The press release’s emphasis on percentages of reduction in missile launches is particularly troubling. The release tosses out a “69% drop in ballistic missile launches” and “55% decrease in drone attacks” as meaningful. However, this doesn’t necessarily mean any reduction in actual damage or successful strikes. During Vietnam, the U.S. often emphasized metrics like “body counts” or “bombing tonnage” that didn’t translate to any strategic gain.
As any basic reader of Vietnam War 101 could tell you, guerrilla forces adapt. When America dramatically interdicted the Ho Chi Minh Trail in one sector, supplies easily moved through another. When North Vietnam’s ports were pummeled with bombs, the logistics dispersed as should have been expected. The Houthis will do the same, and already have given how the Saudis thoroughly bombed them for years.
Attributing Houthi capabilities solely to Iranian backing echoes Vietnam-era assertions that any localized adversaries had to be merely a puppet of China/USSR, grossly underestimating factors and motivations. A fixation on bogus military metrics obscures political reality, like the makeup room for men fiasco glowing up in Hegseth’s face. He literally posted the following statement to deflect attention from him spending so much time and money on his makeup routines:
We should have installed tampon machines in every men’s bathroom at DoD…
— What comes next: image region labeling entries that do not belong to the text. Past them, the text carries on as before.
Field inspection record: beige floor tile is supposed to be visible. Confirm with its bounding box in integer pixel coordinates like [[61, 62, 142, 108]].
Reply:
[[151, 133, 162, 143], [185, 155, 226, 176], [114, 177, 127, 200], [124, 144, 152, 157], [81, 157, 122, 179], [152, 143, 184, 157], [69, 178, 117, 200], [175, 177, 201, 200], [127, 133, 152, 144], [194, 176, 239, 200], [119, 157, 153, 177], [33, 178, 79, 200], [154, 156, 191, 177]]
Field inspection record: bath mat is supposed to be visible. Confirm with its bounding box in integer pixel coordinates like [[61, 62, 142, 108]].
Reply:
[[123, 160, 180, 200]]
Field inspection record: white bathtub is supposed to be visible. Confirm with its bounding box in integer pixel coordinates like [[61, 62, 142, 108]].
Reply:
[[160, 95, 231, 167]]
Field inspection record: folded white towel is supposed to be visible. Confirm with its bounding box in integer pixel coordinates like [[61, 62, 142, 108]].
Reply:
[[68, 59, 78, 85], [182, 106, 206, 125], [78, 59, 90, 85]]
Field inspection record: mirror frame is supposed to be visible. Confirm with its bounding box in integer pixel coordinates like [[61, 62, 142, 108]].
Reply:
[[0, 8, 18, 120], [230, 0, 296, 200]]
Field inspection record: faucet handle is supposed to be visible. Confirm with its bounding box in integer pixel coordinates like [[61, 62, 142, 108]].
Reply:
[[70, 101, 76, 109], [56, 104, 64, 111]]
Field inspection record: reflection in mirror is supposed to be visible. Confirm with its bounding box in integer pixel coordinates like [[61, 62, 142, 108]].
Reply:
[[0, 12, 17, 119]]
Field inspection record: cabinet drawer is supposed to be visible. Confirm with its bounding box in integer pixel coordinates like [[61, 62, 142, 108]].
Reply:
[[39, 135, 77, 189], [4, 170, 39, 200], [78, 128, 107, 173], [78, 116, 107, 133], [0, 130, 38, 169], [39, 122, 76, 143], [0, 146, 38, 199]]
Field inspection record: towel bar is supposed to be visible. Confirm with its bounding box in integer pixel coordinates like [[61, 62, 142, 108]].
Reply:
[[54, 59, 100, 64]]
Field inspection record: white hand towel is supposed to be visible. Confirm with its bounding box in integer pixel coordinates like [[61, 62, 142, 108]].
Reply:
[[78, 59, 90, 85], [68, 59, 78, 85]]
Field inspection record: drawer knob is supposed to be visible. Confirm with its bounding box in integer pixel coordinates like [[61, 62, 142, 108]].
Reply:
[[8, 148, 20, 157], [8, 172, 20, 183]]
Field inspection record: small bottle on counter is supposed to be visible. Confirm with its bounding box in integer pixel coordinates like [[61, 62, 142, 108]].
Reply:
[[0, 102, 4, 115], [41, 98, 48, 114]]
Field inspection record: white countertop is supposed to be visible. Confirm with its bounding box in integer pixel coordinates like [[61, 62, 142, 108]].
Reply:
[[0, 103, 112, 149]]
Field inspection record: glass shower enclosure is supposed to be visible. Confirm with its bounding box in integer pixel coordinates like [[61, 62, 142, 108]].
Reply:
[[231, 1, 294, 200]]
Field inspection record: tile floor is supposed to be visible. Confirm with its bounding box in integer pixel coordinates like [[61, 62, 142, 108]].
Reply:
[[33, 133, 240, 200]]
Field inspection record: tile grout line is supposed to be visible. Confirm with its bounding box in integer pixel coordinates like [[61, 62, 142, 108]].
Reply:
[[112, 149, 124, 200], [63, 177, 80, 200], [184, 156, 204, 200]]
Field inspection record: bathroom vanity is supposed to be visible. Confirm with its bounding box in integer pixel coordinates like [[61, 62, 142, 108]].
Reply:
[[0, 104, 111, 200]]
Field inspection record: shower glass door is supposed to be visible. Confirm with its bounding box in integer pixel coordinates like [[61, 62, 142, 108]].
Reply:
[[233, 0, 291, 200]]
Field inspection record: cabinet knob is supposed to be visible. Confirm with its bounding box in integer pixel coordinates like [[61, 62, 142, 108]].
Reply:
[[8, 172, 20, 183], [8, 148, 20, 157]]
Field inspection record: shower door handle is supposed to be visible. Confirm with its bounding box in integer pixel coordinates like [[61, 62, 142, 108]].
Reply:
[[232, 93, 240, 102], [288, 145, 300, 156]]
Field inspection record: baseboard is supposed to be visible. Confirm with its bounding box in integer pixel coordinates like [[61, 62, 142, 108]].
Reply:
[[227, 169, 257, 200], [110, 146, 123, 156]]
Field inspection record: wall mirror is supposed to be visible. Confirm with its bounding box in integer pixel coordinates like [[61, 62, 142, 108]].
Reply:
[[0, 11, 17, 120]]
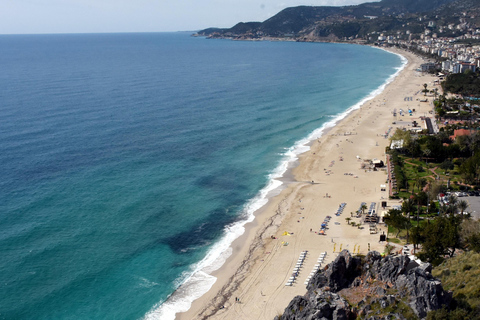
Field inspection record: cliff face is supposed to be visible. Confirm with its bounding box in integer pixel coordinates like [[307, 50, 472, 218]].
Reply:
[[275, 250, 451, 320]]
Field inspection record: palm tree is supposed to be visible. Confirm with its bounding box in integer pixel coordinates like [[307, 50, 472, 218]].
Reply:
[[402, 199, 415, 243]]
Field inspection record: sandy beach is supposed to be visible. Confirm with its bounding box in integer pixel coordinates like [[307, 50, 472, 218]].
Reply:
[[176, 49, 440, 320]]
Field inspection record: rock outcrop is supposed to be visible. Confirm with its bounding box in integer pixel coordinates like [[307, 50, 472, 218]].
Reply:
[[275, 250, 451, 320]]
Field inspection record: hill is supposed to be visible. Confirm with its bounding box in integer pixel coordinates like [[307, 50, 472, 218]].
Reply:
[[197, 0, 480, 41]]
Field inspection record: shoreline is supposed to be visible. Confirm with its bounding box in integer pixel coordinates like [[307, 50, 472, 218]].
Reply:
[[176, 49, 436, 320]]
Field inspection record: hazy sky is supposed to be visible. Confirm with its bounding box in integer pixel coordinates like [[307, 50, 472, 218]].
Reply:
[[0, 0, 373, 34]]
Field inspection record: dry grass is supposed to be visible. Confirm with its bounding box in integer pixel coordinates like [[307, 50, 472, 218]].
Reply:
[[432, 252, 480, 308]]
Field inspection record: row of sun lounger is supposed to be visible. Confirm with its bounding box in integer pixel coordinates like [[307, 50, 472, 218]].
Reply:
[[305, 251, 327, 285], [368, 202, 377, 216], [336, 202, 347, 216], [357, 202, 367, 214], [285, 250, 308, 286]]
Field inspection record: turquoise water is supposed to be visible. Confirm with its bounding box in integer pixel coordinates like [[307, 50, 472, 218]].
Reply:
[[0, 33, 402, 319]]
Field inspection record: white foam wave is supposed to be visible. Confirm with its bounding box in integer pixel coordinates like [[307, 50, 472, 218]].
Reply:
[[144, 47, 408, 320]]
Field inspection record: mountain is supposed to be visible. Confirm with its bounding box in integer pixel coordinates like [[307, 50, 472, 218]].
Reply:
[[193, 0, 480, 41]]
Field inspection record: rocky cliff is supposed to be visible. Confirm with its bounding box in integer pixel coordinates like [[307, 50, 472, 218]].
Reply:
[[275, 250, 451, 320]]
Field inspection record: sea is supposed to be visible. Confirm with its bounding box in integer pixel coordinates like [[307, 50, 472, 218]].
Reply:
[[0, 32, 405, 320]]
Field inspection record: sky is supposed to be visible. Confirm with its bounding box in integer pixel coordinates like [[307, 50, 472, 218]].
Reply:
[[0, 0, 375, 34]]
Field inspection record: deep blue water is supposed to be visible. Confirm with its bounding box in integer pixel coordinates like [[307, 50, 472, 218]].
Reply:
[[0, 33, 401, 319]]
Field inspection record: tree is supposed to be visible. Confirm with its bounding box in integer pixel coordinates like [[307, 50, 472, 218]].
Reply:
[[383, 209, 408, 238], [418, 217, 460, 266], [457, 200, 469, 217], [402, 198, 415, 243]]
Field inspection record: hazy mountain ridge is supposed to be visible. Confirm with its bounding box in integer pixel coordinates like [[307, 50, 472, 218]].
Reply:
[[194, 0, 480, 41]]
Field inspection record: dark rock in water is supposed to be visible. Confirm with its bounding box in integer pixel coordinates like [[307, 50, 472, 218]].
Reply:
[[275, 250, 451, 320]]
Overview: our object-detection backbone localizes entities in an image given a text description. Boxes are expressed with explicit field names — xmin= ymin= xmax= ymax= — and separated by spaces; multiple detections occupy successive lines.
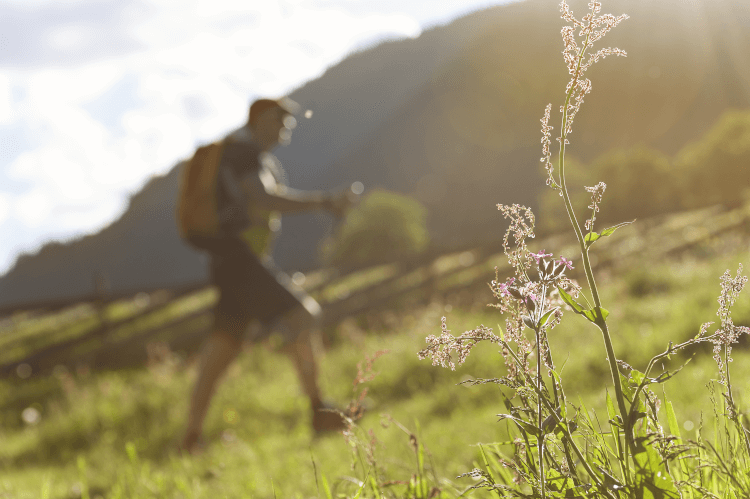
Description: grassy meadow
xmin=0 ymin=200 xmax=750 ymax=499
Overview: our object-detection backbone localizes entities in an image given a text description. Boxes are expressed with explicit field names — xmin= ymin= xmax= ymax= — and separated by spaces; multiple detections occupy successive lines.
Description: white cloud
xmin=0 ymin=193 xmax=10 ymax=227
xmin=0 ymin=0 xmax=440 ymax=272
xmin=0 ymin=74 xmax=14 ymax=125
xmin=14 ymin=187 xmax=54 ymax=228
In Vietnam, we could win nearly every battle on paper yet lose the whole damn war because we oversimplified us/them and then failed to understand the obvious political dimensions of conflict. Today’s CENTCOM press release shows we’re still thinking in terms of hair gel and eyeliner (appearances of bombs dropped) rather than meaningful political objectives achieved and measured on the ground. I’m reminded particularly of when the USAF claimed it was so successful it had destroyed more trucks than had ever existed in Vietnam.
The notion that destroying a port facility will “impact Houthi ability to conduct operations” misunderstands asymmetric warfare in the same way we misunderstood it in Vietnam, the same way the Italians misunderstood it in Ethiopia. Determined adversaries adapt, improvise, and overcome.
The Way Forward
If we’re serious about not repeating the mistakes of Vietnam, we need to fundamentally rethink our approach. This means:
- Realistic assessments that acknowledge failures, not just known limitations of military power against a politically motivated adversary
- Transparency about clear goals and measured outcomes, with allies and independent verification, rather than open-ended commitments
- Understanding that bombing campaigns alone never, ever defeated determined insurgencies
In Vietnam, we kept doubling down on failed strategies, believing that just a little more force, a little more bombing, would turn the tide. It never did. I fear we’re on the same path again, but this time with Pete “dirty lines” Hegseth kitting out makeup rooms without the excuse of ignorance. This time, we should know better.